Biodiversität Wie alte Gemälde bei der Suche nach vergessenen Gemüsesorten helfen

Hintergrund

Alte Kunstgemälde können mitunter mehr über Pflanzenvielfalt offenbaren als moderne Datenbanken. Mehr noch: In Zeiten des Klimawandels tragen sie zur Ernährungssicherheit bei.

Montag, 28. April 2025, 05:40 Uhr
Hedda Thielking
„Ananas, Wassermelonen und andere Früchte (brasilianische Früchte)“ heißt das Gemälde von Albert Eckhout aus dem 17. Jahrhundert, zu sehen im Nationalmuseum von Dänemark. Bildquelle: Wikimedia

Was einst nur als dekoratives Stillleben galt, entpuppt sich heute als wertvolle Quelle für die Pflanzenforschung. Angesichts des Klimawandels und drohender Ernährungsunsicherheit suchen Wissenschaftler nach alten, widerstandsfähigen Obst- und Gemüsesorten, um möglichst viel Erbgut zu sichern.

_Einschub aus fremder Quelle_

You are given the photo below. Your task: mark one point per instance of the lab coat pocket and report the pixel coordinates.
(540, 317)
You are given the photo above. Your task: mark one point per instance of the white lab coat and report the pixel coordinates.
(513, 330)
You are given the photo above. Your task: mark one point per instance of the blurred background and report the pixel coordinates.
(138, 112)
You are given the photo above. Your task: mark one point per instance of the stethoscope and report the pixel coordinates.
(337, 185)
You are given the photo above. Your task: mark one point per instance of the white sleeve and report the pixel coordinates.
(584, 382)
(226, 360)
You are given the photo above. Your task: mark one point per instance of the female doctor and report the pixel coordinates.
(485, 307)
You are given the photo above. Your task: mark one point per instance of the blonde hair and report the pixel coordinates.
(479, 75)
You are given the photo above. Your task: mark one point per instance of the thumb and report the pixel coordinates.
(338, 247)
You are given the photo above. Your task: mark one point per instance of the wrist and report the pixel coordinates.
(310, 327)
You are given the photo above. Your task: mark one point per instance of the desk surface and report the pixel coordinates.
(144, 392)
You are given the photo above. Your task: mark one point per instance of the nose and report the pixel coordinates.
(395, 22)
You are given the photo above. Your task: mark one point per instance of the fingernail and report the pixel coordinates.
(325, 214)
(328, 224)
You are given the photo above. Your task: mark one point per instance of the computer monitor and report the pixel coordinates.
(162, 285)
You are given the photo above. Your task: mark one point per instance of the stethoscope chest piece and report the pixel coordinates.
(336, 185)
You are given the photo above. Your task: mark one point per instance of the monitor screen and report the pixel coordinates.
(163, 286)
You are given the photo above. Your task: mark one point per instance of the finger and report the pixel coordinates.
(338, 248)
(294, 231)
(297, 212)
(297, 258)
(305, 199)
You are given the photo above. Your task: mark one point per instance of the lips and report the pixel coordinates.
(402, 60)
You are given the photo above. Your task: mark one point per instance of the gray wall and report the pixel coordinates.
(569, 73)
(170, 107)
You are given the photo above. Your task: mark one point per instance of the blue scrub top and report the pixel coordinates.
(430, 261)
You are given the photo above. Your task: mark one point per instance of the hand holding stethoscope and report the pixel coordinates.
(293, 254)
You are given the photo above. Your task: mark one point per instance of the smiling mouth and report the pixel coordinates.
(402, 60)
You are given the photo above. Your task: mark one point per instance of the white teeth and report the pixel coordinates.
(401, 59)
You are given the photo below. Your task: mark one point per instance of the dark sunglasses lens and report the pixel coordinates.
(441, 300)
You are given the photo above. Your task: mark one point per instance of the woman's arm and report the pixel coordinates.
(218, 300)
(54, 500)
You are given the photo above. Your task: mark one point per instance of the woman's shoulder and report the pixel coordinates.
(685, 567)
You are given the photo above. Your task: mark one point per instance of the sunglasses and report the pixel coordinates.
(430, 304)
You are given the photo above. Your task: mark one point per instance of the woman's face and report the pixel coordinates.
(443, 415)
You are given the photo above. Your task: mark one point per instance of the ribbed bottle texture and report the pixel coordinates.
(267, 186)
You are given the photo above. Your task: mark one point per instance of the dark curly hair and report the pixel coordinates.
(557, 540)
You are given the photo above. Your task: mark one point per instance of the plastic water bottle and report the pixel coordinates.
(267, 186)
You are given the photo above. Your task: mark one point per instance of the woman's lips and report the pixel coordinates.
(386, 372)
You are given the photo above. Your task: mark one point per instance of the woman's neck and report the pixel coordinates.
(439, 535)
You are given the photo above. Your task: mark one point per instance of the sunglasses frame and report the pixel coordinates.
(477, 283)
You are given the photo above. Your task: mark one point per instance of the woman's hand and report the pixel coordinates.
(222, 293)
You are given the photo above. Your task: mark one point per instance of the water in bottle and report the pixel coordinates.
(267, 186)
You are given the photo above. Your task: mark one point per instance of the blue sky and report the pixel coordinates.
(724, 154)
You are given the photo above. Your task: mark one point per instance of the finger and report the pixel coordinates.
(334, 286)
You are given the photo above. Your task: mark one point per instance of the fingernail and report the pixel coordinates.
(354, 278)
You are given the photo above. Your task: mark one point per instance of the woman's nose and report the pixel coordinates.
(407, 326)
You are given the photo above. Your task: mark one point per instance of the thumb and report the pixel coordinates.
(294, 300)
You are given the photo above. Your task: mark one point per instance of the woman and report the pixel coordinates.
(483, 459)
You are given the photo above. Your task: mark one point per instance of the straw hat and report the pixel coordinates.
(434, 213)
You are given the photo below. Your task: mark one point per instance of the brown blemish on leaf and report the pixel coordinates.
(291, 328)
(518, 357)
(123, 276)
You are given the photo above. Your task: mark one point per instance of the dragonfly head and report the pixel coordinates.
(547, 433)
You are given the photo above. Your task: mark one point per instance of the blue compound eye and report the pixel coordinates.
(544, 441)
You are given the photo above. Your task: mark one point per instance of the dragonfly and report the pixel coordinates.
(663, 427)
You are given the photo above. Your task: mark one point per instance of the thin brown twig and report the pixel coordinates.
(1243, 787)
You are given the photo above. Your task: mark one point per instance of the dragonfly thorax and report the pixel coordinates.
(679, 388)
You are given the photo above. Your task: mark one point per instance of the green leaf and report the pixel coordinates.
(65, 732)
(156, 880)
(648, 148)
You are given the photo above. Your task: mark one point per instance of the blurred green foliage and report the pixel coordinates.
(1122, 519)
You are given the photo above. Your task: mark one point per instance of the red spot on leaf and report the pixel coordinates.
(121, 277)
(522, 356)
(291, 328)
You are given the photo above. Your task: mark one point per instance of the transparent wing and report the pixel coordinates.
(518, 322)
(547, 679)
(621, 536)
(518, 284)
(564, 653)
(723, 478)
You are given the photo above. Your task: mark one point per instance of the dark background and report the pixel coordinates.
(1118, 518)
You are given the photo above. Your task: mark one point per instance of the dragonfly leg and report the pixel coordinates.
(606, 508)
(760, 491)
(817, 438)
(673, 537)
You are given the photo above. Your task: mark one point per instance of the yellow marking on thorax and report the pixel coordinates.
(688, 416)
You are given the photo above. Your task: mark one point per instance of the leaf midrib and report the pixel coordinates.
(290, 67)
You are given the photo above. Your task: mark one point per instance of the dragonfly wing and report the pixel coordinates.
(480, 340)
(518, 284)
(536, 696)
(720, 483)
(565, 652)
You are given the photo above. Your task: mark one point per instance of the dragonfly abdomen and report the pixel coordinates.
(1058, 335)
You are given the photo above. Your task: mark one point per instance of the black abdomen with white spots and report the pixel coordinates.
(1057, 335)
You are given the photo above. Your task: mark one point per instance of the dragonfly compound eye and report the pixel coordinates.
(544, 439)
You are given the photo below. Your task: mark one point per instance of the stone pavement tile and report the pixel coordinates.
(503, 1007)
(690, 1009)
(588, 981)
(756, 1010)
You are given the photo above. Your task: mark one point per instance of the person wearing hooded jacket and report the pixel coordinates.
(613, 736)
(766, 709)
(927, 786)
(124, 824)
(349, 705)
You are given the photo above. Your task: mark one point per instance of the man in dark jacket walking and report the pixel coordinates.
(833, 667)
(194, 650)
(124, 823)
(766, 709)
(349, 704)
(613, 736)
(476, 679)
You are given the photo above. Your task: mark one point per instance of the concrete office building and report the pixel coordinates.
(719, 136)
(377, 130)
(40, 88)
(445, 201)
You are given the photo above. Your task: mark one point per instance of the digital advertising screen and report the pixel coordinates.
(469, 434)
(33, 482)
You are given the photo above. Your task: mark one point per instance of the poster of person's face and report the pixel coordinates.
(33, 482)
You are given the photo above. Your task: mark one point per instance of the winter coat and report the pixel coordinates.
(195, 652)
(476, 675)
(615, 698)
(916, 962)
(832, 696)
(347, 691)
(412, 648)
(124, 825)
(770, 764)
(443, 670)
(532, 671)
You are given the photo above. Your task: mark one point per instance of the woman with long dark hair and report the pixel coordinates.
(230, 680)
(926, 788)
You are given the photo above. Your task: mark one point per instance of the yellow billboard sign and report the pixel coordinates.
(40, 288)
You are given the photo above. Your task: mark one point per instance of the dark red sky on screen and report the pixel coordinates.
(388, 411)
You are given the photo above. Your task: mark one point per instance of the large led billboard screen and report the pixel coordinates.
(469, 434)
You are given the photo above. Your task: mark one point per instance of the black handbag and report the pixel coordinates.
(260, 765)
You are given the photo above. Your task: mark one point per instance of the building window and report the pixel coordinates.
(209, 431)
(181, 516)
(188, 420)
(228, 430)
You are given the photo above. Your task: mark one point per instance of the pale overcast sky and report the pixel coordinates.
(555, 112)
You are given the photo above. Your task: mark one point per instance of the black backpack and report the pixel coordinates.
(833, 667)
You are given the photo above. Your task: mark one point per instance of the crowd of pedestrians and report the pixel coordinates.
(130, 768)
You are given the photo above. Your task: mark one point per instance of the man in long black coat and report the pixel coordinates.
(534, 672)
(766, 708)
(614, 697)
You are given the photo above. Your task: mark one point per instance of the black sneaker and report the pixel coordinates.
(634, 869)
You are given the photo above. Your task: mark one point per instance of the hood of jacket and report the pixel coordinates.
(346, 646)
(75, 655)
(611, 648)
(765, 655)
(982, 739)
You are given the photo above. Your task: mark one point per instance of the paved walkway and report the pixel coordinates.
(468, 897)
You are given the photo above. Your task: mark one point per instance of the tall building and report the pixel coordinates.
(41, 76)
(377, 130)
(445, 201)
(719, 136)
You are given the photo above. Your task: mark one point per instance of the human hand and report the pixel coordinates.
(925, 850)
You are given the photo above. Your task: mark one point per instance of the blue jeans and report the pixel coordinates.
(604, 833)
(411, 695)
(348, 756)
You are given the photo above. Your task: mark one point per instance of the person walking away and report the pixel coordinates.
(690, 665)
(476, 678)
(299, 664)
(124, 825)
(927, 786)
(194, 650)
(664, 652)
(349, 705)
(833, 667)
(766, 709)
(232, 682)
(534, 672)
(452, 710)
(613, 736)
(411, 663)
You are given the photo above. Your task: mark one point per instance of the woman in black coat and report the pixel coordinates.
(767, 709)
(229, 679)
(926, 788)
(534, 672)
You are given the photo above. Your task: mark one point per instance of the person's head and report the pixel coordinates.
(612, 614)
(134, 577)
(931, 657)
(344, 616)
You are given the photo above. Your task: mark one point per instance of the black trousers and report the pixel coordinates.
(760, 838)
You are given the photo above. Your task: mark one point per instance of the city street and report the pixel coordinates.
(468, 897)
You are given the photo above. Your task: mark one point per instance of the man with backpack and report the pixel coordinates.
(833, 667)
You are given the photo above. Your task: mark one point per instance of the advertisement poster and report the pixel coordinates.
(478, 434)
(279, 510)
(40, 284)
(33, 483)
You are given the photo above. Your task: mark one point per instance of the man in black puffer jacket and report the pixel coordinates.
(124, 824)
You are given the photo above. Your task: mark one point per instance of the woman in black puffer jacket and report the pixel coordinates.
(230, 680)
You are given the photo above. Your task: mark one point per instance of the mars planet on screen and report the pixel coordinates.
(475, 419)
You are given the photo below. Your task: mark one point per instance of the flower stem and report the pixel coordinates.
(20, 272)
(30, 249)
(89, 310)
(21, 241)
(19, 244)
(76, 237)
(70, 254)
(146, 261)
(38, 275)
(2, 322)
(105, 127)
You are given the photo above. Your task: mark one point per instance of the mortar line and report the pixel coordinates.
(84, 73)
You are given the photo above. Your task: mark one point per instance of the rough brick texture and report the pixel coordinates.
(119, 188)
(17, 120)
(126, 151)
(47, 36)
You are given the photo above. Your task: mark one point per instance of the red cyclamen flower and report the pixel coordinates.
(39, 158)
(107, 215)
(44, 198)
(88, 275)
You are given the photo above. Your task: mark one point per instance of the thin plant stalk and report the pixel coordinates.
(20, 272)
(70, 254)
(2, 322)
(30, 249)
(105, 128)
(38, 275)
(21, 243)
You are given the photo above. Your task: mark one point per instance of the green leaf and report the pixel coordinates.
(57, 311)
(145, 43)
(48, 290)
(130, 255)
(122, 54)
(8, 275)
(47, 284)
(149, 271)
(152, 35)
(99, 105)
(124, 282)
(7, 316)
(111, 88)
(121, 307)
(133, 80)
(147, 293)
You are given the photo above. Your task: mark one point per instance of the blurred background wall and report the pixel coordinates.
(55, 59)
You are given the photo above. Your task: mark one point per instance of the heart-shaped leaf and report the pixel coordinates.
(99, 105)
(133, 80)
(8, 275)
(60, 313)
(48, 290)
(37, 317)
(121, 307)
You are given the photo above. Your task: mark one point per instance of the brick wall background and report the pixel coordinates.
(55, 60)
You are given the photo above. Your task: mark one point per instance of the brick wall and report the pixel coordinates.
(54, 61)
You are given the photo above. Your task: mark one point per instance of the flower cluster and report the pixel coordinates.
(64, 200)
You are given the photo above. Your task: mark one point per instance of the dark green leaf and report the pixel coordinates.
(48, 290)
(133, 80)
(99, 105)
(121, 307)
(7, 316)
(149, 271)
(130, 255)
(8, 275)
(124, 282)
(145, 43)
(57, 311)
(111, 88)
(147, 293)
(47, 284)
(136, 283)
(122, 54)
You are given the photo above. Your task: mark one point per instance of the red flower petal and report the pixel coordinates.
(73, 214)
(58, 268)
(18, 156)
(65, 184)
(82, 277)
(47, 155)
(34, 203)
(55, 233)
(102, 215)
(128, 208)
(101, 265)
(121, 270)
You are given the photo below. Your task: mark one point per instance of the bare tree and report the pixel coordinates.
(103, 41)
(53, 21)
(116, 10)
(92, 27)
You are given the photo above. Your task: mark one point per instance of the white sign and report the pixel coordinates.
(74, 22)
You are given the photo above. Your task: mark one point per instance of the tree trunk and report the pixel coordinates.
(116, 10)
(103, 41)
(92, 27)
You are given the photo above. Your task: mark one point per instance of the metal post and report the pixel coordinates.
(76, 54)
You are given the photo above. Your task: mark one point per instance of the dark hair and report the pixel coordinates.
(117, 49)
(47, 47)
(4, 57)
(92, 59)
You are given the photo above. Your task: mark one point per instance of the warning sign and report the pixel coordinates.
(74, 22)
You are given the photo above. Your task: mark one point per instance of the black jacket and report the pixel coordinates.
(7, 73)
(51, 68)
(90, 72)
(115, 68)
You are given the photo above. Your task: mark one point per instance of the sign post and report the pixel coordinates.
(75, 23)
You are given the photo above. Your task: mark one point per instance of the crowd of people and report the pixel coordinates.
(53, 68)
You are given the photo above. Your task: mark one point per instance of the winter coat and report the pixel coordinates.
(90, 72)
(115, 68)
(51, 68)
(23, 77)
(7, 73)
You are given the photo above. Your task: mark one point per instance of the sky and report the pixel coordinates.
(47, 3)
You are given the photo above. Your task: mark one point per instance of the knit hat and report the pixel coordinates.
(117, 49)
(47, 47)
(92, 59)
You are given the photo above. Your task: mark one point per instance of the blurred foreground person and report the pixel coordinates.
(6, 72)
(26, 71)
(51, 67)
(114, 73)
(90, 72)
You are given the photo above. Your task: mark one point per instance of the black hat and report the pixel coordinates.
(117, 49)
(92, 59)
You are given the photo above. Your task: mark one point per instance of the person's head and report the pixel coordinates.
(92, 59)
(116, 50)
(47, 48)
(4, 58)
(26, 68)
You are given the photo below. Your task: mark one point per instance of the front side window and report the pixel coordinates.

Fündig werden sie in Museen.

So staunte Ive De Smet, Wissenschaftler am Forschungszentrum für Pflanzen-Systembiologie im belgischen Gent, nicht schlecht, als er auf einem Gemälde aus dem 17. Jahrhun­dert etwas merkwürdig aussehende Melonen entdeckte. Gab es diese Melonen damals wirklich?

Wie er von einem Kunsthistoriker erfuhr, haben bestimmte Künstler in der Renaissance die damals bekannten Lebensmittel sehr detailliert gezeichnet. Das nahm der Pflanzenfor­scher zum Anlass, anhand solcher Gemälde alte Obst- und Gemüsesorten aufzuspüren. „Eine spannende Entdeckung war beispielsweise die orangefarbene Karotte, die im 16. Jahrhundert auf Gemälden in Antwerpen zu sehen war“, berichtet Ive De Smet. Mithilfe dieser „Kunst-Gene-tik“ kann er feststellen, welche Vorlieben für Lebensmittel die Menschen damals hatten und wie sie sich mit der Zeit weiterentwickelt haben.

Kunst-Genetik: kein Einzelfall

Zwei Wissenschaftler, ein Gedanke: Auch die italienische Agrarwissenschaftlerin Isabella Dalla Ragione forscht unter anderem mithilfe alter Gemälde nach alten, vergessenen Obst- und Gemüsesorten. So entdeckte sie auf einem Madonnenbild von Piero della Francesca aus dem 15. Jahrhundert rote Kirschen mit weißer Schattierung, eine kaum noch bekannte Acquaiola-Kirsche, wie sich herausstellte. Alle Entdeckungen dokumentiert sie akribisch.

Mehr noch: Die Präsidentin der Stiftung Fondazione Archeologia Arborea setzt sich seit vielen Jahren für den Schutz der pflanzlichen Biodiversität ein, insbesondere für die alten lokalen Sorten fruchttragender Pflanzen. Fündig wird sie zum Beispiel in verlassenen Bauernhöfen und Klöstern in Italien. Sie sichert das Erbgut dieser Sorten mit all ihren Farben, Düften und Aromen und verhindert damit, dass sie in Vergessenheit geraten. Und wer weiß, vielleicht steckt in der einen oder anderen Sorte Zukunftsmusik.